Seit vielen Jahren streiten Bahn, Stadt und Land um das Milliarden-Projekt Stuttgart 21, nun wird die Wortwahl nach neuen Äußerungen von Verkehrsminister Winfried Hermann schärfer. Denn der Grünen-Politiker stellt nicht nur den Zeitplan für wichtige Vorhaben des Baus in Frage, er fordert auch erneut einen zusätzlichen unterirdischen Bahnhof für den Nahverkehr in Stuttgart. In einem mehrseitigen Schreiben an die Projektpartner Land, Stadt, Region und Flughafen weist die Bahn die Forderungen Hermanns zurück und wirft dem Verkehrsminister vor, falsche Angaben gemacht zu haben.
Erst vor kurzem hatten die erneut stark steigenden Kosten für das Großbauprojekt für Schlagzeilen gesorgt. Nach aktuellen Annahmen summieren sich die Investitionen für den Bau des Stuttgarter Tiefbahnhofs und weiterer Projekte auf mehreren Trassen auf insgesamt rund 9,15 Milliarden Euro. Mindestens. Denn hinzu kommt ein Vorsorgepuffer. Und mit Blick auf die explodierenden Kosten auf dem Bau und stockende Lieferketten erwarten Kritiker weitere Hiobsbotschaften.
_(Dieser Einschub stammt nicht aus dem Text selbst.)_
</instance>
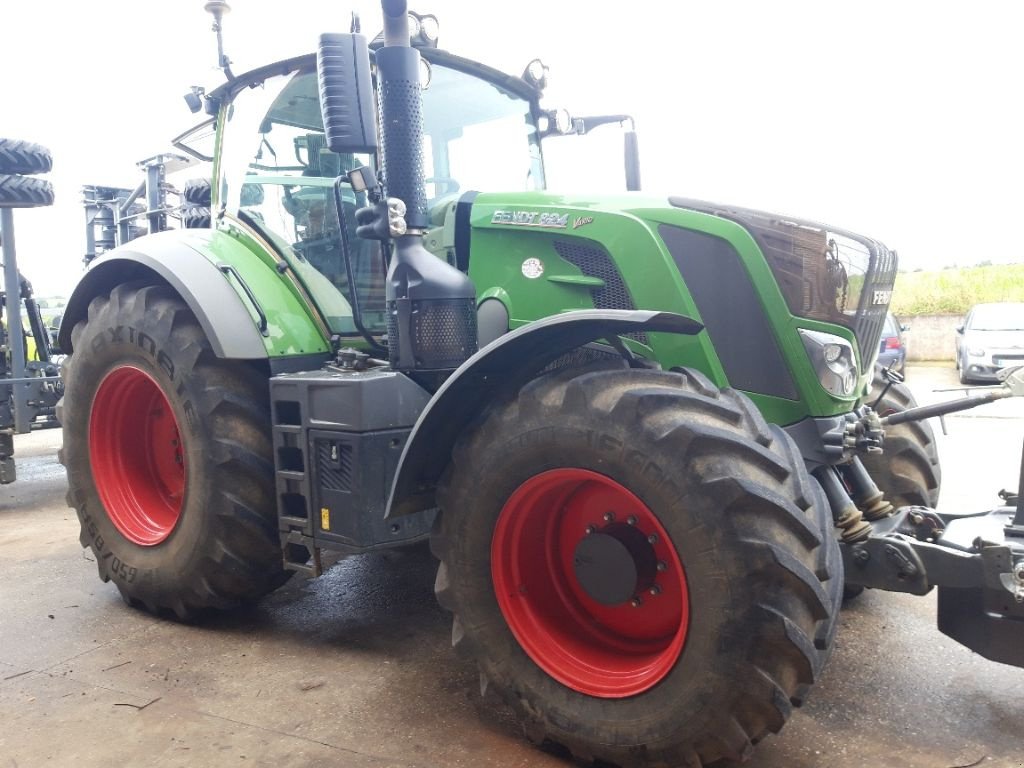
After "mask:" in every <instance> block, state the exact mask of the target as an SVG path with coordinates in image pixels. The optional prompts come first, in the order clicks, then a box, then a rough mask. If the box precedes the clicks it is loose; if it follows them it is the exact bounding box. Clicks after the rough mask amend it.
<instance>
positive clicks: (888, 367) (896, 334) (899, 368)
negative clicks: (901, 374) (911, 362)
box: [879, 313, 910, 374]
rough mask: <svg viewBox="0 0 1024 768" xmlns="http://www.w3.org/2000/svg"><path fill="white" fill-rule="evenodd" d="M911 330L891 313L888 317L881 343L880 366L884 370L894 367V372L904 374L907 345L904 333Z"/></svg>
mask: <svg viewBox="0 0 1024 768" xmlns="http://www.w3.org/2000/svg"><path fill="white" fill-rule="evenodd" d="M909 330H910V327H909V326H904V325H901V324H900V323H899V322H897V319H896V318H895V317H894V316H893V315H892V314H891V313H890V314H887V315H886V324H885V325H884V326H883V327H882V341H880V342H879V365H880V366H882V367H883V368H889V367H890V366H893V370H895V371H896V372H897V373H899V374H902V373H903V372H904V370H905V368H906V344H905V343H904V341H903V332H904V331H909ZM894 364H895V365H894Z"/></svg>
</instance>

Verkehrsminister Hermann hat sich bei seinen Projektpartnern den Ruf des unbequemen Kritikers redlich erarbeitet. Das Beharren des Grünen auf eine Ergänzungsstation unter dem heutigen Bahnhofsbau für mehr Kapazitäten im Nahverkehr hat Stadt und Bahn oft genervt. Nun fordert er nicht nur den Bund erneut dazu auf, für seinen Teil an der problematischen Kostenentwicklung geradezustehen und die Mehrkosten zu tragen. Er warnt auch davor, dass Stuttgart 21 seine Vorteile als Vorzeigeprojekt keineswegs bereits im Jahr 2025 voll und ganz ausspielen werde, wie es der eine oder andere beim Blick auf Rechnung und Bauzeit erwarten dürfte, sondern erst viele Jahre später.
»Wir werden eine schrittweise Inbetriebnahme von Stuttgart 21 erleben«, sagte Hermann im Interview mit der »Stuttgarter Zeitung« und den »Stuttgarter Nachrichten« (Freitag). Die sogenannte Große Wendlinger Kurve sei noch nicht fertig und die Gäubahn werde als Zugstrecke aus Singen in Stuttgart für etwa ein Jahrzehnt unterbrochen sein. Außerdem gebe es noch Unsicherheiten beim wichtigen Abstellbahnhof Untertürkheim und beim geplanten Pfaffensteigtunnel, der als Teil des Gäubahn-Ausbaus die Strecke von Stuttgart zum Bodensee und in die Nordschweiz für den sogenannten Deutschland-Takt fit machen könnte.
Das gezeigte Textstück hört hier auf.